Almanya'dan sinsi Türkiye planı!
Türk düşmanlığının, iç siyasette seçim malzemesi yapıldığı Almanya yeni ajanlar arıyor. İstihbarata sürekli bilgi akışı sağlayacak ajan adaylarının iyi derecede Türkçe ve Kürtçe bilmesi gerekiyor.
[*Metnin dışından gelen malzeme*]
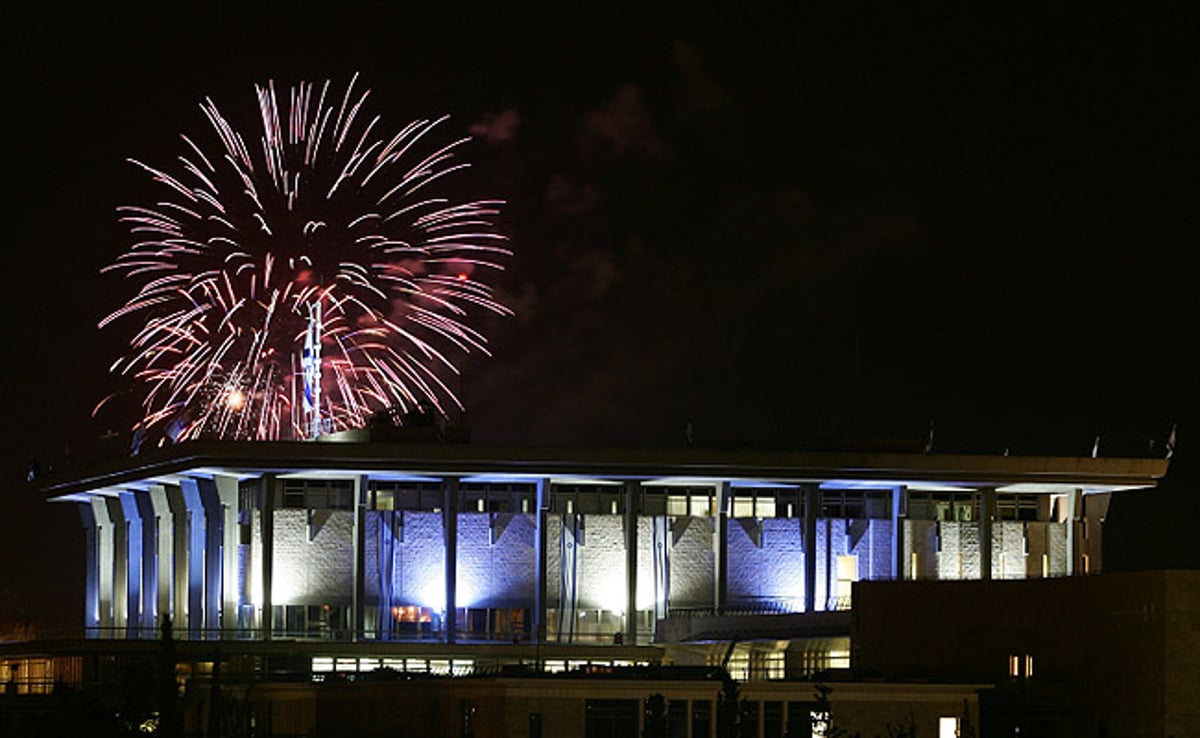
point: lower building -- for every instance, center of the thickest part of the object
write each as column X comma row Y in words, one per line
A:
column 463, row 591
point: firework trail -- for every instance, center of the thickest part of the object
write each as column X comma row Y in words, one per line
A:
column 322, row 216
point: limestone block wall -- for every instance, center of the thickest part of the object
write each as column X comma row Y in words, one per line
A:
column 419, row 569
column 1008, row 559
column 501, row 574
column 313, row 571
column 601, row 563
column 766, row 562
column 868, row 540
column 959, row 556
column 691, row 562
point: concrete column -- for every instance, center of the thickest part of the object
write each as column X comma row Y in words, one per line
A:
column 149, row 605
column 450, row 533
column 196, row 535
column 1073, row 505
column 630, row 525
column 179, row 574
column 214, row 556
column 267, row 503
column 105, row 567
column 91, row 570
column 231, row 538
column 132, row 564
column 899, row 502
column 120, row 564
column 358, row 619
column 721, row 549
column 987, row 516
column 163, row 553
column 811, row 509
column 541, row 511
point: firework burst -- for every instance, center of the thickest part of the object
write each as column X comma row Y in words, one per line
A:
column 307, row 280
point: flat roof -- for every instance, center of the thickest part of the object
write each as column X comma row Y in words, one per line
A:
column 655, row 467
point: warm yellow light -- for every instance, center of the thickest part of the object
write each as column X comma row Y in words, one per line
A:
column 235, row 400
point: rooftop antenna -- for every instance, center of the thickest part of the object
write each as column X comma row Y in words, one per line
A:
column 310, row 361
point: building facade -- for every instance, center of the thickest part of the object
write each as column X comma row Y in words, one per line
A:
column 388, row 541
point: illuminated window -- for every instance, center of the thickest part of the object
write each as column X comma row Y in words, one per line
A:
column 1020, row 666
column 847, row 574
column 743, row 507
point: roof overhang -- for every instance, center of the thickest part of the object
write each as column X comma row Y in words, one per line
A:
column 661, row 467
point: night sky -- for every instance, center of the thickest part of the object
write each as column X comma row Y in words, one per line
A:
column 798, row 231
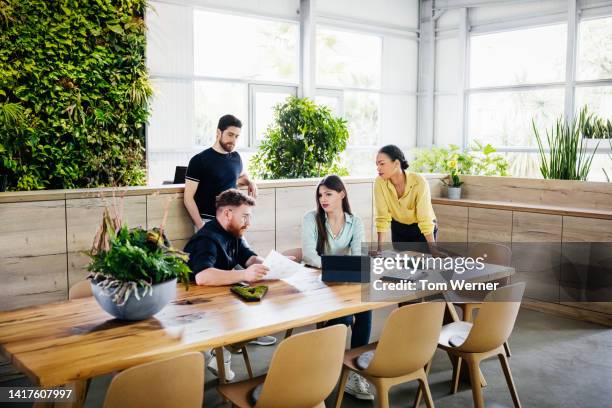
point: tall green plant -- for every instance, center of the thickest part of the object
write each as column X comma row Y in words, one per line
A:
column 305, row 140
column 74, row 93
column 568, row 157
column 478, row 159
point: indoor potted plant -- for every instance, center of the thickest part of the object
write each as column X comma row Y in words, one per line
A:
column 454, row 183
column 134, row 272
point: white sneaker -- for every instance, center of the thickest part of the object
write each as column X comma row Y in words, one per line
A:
column 227, row 359
column 358, row 387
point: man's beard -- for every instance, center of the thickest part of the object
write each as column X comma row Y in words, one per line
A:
column 226, row 147
column 236, row 231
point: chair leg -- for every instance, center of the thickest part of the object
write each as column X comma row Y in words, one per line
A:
column 419, row 396
column 382, row 392
column 288, row 333
column 507, row 349
column 247, row 361
column 343, row 379
column 476, row 387
column 424, row 385
column 456, row 375
column 509, row 380
column 220, row 365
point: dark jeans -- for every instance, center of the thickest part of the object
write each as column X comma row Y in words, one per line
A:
column 409, row 237
column 360, row 330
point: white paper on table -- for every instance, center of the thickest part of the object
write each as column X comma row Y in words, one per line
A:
column 280, row 266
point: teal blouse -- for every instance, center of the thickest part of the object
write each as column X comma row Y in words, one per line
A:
column 347, row 242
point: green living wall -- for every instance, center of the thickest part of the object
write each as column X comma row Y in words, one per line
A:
column 74, row 93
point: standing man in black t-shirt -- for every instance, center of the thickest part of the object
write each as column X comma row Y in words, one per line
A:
column 215, row 170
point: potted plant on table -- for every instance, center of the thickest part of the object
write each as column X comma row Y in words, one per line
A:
column 134, row 272
column 454, row 183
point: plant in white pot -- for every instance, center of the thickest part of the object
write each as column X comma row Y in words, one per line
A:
column 453, row 183
column 134, row 272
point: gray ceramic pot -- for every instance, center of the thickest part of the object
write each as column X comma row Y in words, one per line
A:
column 135, row 309
column 454, row 193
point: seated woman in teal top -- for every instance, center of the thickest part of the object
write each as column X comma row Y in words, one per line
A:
column 332, row 229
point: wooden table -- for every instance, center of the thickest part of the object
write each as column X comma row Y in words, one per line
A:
column 59, row 343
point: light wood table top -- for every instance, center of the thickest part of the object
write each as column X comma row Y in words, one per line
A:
column 58, row 343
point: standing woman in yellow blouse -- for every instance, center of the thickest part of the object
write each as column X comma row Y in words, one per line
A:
column 403, row 201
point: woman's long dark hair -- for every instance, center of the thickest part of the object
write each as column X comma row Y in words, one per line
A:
column 395, row 153
column 332, row 182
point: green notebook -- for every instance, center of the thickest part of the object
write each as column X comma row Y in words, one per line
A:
column 250, row 293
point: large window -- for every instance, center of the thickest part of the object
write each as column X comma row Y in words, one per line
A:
column 351, row 63
column 370, row 80
column 515, row 77
column 595, row 49
column 206, row 62
column 528, row 56
column 518, row 76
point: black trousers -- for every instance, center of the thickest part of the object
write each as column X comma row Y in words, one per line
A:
column 408, row 237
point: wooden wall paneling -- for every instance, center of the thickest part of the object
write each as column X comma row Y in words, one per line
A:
column 291, row 205
column 560, row 193
column 261, row 236
column 33, row 256
column 452, row 223
column 84, row 216
column 488, row 225
column 536, row 254
column 178, row 224
column 586, row 270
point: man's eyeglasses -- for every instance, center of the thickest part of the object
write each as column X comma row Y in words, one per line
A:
column 244, row 217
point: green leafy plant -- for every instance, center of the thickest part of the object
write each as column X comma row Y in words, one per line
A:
column 594, row 127
column 74, row 93
column 454, row 180
column 305, row 140
column 567, row 157
column 128, row 261
column 479, row 159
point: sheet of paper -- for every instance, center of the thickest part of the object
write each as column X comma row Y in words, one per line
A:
column 280, row 266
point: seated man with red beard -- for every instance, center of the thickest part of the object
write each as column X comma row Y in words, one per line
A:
column 218, row 248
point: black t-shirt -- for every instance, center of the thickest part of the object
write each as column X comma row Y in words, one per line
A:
column 214, row 247
column 215, row 172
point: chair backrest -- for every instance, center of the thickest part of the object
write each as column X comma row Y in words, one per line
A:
column 495, row 320
column 497, row 254
column 296, row 252
column 304, row 369
column 408, row 340
column 80, row 290
column 175, row 382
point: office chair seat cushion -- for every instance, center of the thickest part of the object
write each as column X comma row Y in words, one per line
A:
column 364, row 359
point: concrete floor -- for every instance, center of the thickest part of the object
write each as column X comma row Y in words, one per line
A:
column 556, row 362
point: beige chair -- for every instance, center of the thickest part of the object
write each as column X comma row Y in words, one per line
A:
column 497, row 254
column 79, row 290
column 407, row 343
column 484, row 338
column 175, row 382
column 295, row 379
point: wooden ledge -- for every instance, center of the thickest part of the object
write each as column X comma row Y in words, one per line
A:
column 525, row 207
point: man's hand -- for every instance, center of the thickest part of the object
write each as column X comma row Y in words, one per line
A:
column 255, row 272
column 252, row 189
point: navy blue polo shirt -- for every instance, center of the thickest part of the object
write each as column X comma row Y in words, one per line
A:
column 213, row 247
column 215, row 172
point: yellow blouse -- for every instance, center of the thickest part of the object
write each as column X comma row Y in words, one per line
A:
column 412, row 207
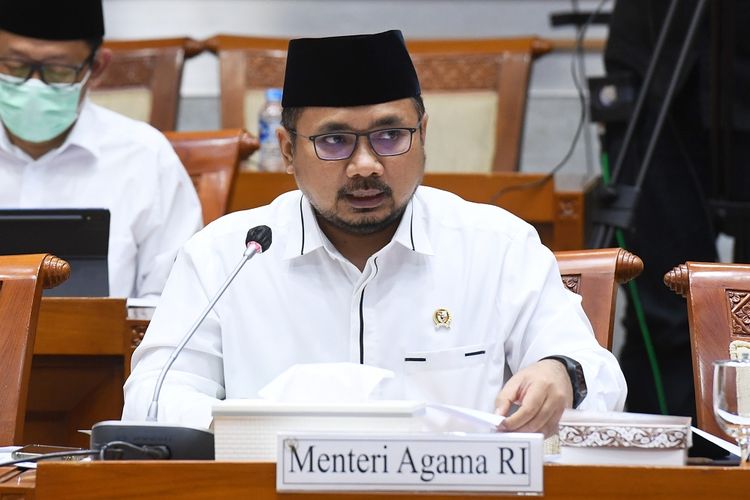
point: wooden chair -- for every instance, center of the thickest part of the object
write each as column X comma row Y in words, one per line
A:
column 212, row 159
column 22, row 278
column 718, row 298
column 143, row 79
column 595, row 275
column 474, row 90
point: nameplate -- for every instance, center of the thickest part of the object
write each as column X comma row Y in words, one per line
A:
column 410, row 462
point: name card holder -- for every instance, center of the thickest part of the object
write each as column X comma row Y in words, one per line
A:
column 498, row 462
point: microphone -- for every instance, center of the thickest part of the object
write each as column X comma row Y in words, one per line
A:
column 128, row 441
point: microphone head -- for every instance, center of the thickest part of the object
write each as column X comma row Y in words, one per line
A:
column 260, row 235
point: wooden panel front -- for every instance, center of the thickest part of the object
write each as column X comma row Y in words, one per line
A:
column 210, row 480
column 81, row 359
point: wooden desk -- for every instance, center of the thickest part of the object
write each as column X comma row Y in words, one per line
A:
column 81, row 360
column 555, row 208
column 210, row 480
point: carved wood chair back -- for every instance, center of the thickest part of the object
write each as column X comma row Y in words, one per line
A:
column 718, row 306
column 22, row 278
column 474, row 90
column 212, row 159
column 143, row 79
column 595, row 275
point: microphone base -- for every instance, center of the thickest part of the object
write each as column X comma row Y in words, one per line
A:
column 151, row 441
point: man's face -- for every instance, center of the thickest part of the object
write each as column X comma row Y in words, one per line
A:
column 72, row 53
column 366, row 192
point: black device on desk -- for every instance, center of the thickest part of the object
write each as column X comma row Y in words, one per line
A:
column 78, row 235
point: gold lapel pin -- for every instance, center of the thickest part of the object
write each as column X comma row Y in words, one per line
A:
column 442, row 318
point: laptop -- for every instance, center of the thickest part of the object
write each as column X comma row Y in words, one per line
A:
column 78, row 235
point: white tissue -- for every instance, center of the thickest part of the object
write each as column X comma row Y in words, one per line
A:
column 325, row 383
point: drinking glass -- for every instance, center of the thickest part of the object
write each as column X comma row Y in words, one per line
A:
column 732, row 402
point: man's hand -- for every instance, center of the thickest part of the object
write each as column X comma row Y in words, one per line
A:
column 542, row 391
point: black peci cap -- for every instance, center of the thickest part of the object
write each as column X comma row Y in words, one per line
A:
column 79, row 20
column 352, row 70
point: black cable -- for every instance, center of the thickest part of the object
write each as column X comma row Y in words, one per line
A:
column 114, row 450
column 580, row 34
column 49, row 456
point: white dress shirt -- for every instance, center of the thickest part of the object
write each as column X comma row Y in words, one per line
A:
column 110, row 161
column 303, row 302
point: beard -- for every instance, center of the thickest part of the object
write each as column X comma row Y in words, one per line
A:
column 364, row 225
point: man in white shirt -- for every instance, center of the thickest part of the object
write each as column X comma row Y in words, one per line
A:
column 460, row 300
column 58, row 150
Alman İç İstihbarat Teşkilatı (BfV), resmi internet sitesinden dikkat çekici bir ilan yayınladı. İstihbarat teşkilatına yeni ajanlar adaylarının arandığı bilgisi paylaşılan ilanda, başvuracak kişilerin Türkçe veya Kürtçe’nin Kurmanci ve Sorani lehçelerini çok iyi derecede bilmesi istendi.
Almanca'dan çevirecek
Ayrıca bu adayların gündelik siyaseti yakından takip etmeleri gerektiği ve Türkiye’yi yakından ilgilendiren konulara hakim olmaları vurgulandı. Yeni alınacak ajanlar Türkiye’deki tüm gelişmeleri an be an takip edecek. Özellikle terör örgütü PKK ile mücadele sırasında, örgütten gönderilen mesajların anında istihbarat servisine iletilmesinde rol üstlenecekler. Türk medyasında çıkan haberler, Almanca’ya çevrilerek yine kuruma teslim edilecek. Türkiye’deki siyasi konular hakkında da geniş bilgi sahibi olması istenen ajanlar, görevlerinde başarılı olurlarsa daha sonra memur statüsüne geçirilecek.
İstihbarata aktaracak
Başta Gezi Parkı olayları olmak üzere, Türkiye’de kaos oluşturmayı hedefleyen her türlü provokasyon girişiminde parmağı olduğu ortaya çıkan Almanya’nın bu hamlesi farklı iddialara neden oldu. Söz konusu personelin, günümüzde Alman medyasının yaptığı gibi Türkiye’deki gelişmeleri çarpıtarak sosyal medyada dolaşıma sokmak üzere görevlendirilebileceği ihtimali üzerinde duruluyor. Toplumsal hassasiyetin yüksek seviyelere ulaştığı günlerde devreye girecek olan ajan ekibinin, kitlesel tepkilere neden olacak şekilde provokasyonlara imza atabileceği ya da planlayabileceği değerlendiriliyor. Almanya’nın benzer politikası, ağaçları bahane ederek Türkiye’yi yangın yerine çeviren Gezi Parkı olayları sırasında deşifre olmuştu.
Bilindik senaryo sahnede
Başta Alman Parlamenter Cloudia Roth olmak üzere çok sayıda BND ajanı tarafından organize edilen provokatörler, sokaklara inerek vatandaşın malını talan etmişti. Bu sırada Alman medyası da dünyaya canlı yayın yaparak, Türkiye’de bir iç savaş olduğu izlenimini vermeye çalışmıştı. Provokatörler ‘masum gösterici’ olarak lanse edilirken, güvenlik güçlerinin müdahalesi ise ‘özgürlüklerin kısıtlanması’ şeklinde servis edilmişti.